OBJECTIVE - To establish the limit between beneficial and futile management in the extremely preterm infant, born at the limit of viability, at 22 to 26 weeks of gestational age (GA).
DESIGN - Retrospective study (11-year study period).
SETTING - A tertiary regional neonatal unit.
PARTICIPANTS - Inborn infants (n = 841) with a birth weight of 1000 g or less and GA 2207 through 2667 weeks.
INTERVENTION - We compared mortality and neurodevelopmental outcome between 2 periods, epoch 1 (January 1998 to June 2003) and epoch 2 (July 2003 to December 2008). For neurodevelopmental data, epoch 2 extended only to December 2006.
MAIN OUTCOME MEASURES - We reviewed survival rates and adverse neurodevelopmental outcome rates at 18 to 24 months' corrected age.

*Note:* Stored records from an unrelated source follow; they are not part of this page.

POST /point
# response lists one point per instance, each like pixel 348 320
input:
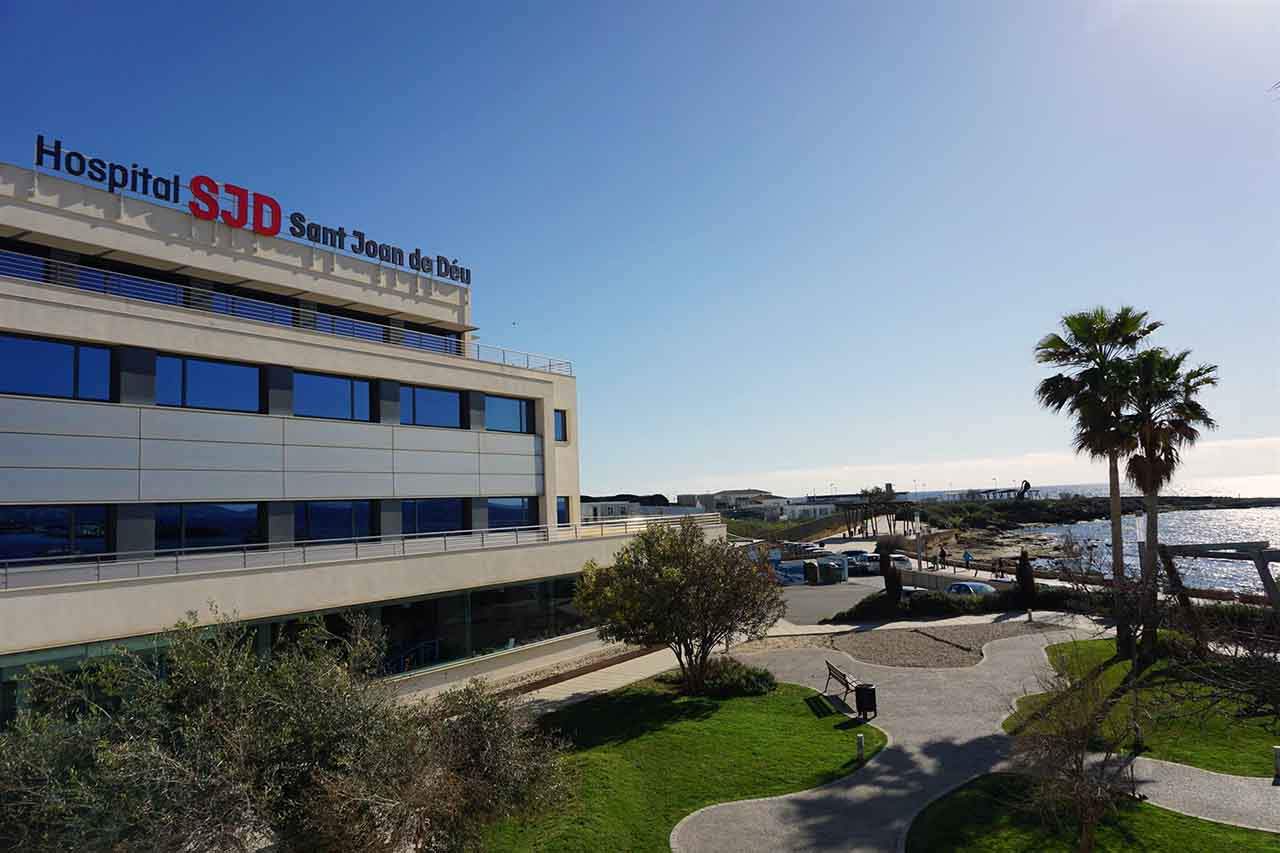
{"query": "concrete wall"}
pixel 53 616
pixel 58 451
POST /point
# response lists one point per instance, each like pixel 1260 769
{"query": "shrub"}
pixel 727 678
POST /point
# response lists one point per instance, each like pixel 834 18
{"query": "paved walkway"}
pixel 944 729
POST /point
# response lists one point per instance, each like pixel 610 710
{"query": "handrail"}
pixel 65 274
pixel 30 573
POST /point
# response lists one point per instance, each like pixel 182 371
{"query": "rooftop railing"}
pixel 63 274
pixel 32 573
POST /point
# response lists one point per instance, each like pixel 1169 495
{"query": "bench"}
pixel 841 678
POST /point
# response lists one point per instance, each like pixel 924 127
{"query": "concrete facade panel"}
pixel 210 486
pixel 26 450
pixel 67 418
pixel 211 456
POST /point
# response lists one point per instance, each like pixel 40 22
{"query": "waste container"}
pixel 864 699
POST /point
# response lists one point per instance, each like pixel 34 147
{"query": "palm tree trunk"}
pixel 1124 624
pixel 1150 611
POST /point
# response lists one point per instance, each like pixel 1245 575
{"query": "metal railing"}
pixel 78 569
pixel 55 273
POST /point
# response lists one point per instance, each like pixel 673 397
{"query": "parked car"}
pixel 970 588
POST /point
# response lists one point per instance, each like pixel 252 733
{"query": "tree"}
pixel 1072 753
pixel 1095 346
pixel 672 587
pixel 1164 418
pixel 204 744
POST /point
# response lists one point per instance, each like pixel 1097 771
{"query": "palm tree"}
pixel 1164 416
pixel 1096 346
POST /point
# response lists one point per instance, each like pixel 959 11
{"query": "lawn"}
pixel 644 757
pixel 1180 729
pixel 983 817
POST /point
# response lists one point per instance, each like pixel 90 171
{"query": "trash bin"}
pixel 864 699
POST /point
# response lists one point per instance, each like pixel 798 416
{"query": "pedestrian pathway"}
pixel 944 729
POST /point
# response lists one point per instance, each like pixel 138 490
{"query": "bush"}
pixel 727 678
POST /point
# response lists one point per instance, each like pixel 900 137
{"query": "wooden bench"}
pixel 841 678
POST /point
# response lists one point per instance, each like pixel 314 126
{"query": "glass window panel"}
pixel 168 527
pixel 168 381
pixel 360 398
pixel 321 396
pixel 220 384
pixel 205 525
pixel 35 532
pixel 508 512
pixel 406 405
pixel 506 414
pixel 90 529
pixel 31 366
pixel 437 407
pixel 94 381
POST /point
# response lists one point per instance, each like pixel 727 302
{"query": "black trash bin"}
pixel 864 699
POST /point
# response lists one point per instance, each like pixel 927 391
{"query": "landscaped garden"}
pixel 645 756
pixel 1176 720
pixel 988 816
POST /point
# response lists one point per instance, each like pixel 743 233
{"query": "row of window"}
pixel 81 372
pixel 58 530
pixel 115 278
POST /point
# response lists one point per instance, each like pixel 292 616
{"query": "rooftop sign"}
pixel 250 210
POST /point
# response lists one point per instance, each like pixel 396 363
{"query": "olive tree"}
pixel 671 585
pixel 206 744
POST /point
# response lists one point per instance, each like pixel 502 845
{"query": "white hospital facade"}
pixel 192 411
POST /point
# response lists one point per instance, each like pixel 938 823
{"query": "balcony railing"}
pixel 62 274
pixel 87 569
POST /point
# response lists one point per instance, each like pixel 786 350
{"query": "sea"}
pixel 1192 527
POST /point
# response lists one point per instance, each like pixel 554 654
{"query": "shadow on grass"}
pixel 616 717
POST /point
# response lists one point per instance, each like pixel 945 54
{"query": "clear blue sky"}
pixel 785 245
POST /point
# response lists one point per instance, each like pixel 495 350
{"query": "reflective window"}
pixel 333 520
pixel 200 383
pixel 206 525
pixel 511 512
pixel 316 395
pixel 54 368
pixel 430 406
pixel 433 515
pixel 51 530
pixel 508 414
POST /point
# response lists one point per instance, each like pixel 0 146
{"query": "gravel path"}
pixel 926 646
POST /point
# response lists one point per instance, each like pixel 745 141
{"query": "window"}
pixel 200 383
pixel 54 369
pixel 51 530
pixel 333 520
pixel 432 515
pixel 432 407
pixel 508 414
pixel 316 395
pixel 511 512
pixel 206 525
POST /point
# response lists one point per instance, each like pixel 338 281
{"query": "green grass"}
pixel 644 757
pixel 984 817
pixel 1180 729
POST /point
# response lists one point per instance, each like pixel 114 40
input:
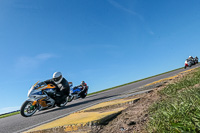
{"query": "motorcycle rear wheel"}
pixel 26 110
pixel 62 104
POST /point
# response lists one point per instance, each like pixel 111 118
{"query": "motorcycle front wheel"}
pixel 27 110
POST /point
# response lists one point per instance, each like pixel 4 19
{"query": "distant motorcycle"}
pixel 41 96
pixel 196 60
pixel 188 63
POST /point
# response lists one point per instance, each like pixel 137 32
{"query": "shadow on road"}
pixel 75 104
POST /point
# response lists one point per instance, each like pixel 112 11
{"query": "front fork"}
pixel 33 105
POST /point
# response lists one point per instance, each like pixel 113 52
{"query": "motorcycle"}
pixel 196 60
pixel 78 92
pixel 42 96
pixel 188 63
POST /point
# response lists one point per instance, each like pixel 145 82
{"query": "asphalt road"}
pixel 17 123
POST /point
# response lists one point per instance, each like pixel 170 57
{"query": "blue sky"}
pixel 104 42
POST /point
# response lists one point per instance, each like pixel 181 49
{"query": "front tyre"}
pixel 27 109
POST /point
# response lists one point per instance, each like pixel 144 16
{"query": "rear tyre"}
pixel 63 103
pixel 27 110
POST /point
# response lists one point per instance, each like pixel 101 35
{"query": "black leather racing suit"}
pixel 62 88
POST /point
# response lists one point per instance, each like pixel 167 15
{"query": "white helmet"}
pixel 57 77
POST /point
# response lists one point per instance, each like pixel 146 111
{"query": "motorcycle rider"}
pixel 190 58
pixel 62 85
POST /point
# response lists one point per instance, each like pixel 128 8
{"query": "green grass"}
pixel 132 82
pixel 179 111
pixel 3 116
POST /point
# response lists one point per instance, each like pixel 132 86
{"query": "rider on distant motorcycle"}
pixel 61 84
pixel 83 86
pixel 190 58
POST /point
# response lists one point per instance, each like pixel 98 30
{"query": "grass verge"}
pixel 6 115
pixel 132 82
pixel 179 110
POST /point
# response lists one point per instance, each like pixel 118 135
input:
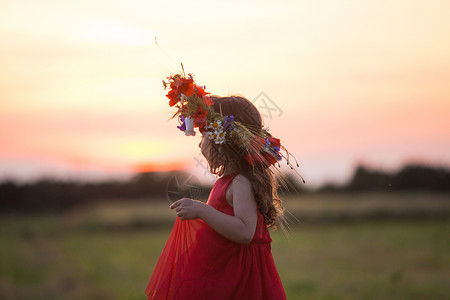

RESULTS - In the past decade, survival rates continued to increase while neurodevelopmental impairment rates in the extremely preterm infant decreased. From epoch 1 to epoch 2, the increase in survival rate occurred in infants born at 22 weeks' estimated GA, from 20% to 40%, while the decrease in neurodevelopmental impairment (54% to 28%) and severe neurodevelopmental impairment (35% to 8%) occurred in infants born at 23 to 24 weeks' estimated GA.
CONCLUSIONS - Novel and aggressive neonatal therapies continue to affect neonatal outcome, mainly in infants born at the limit of viability. Our data suggest that each center offer prospective parents an assessment of the limits of viability based on their updated outcome results.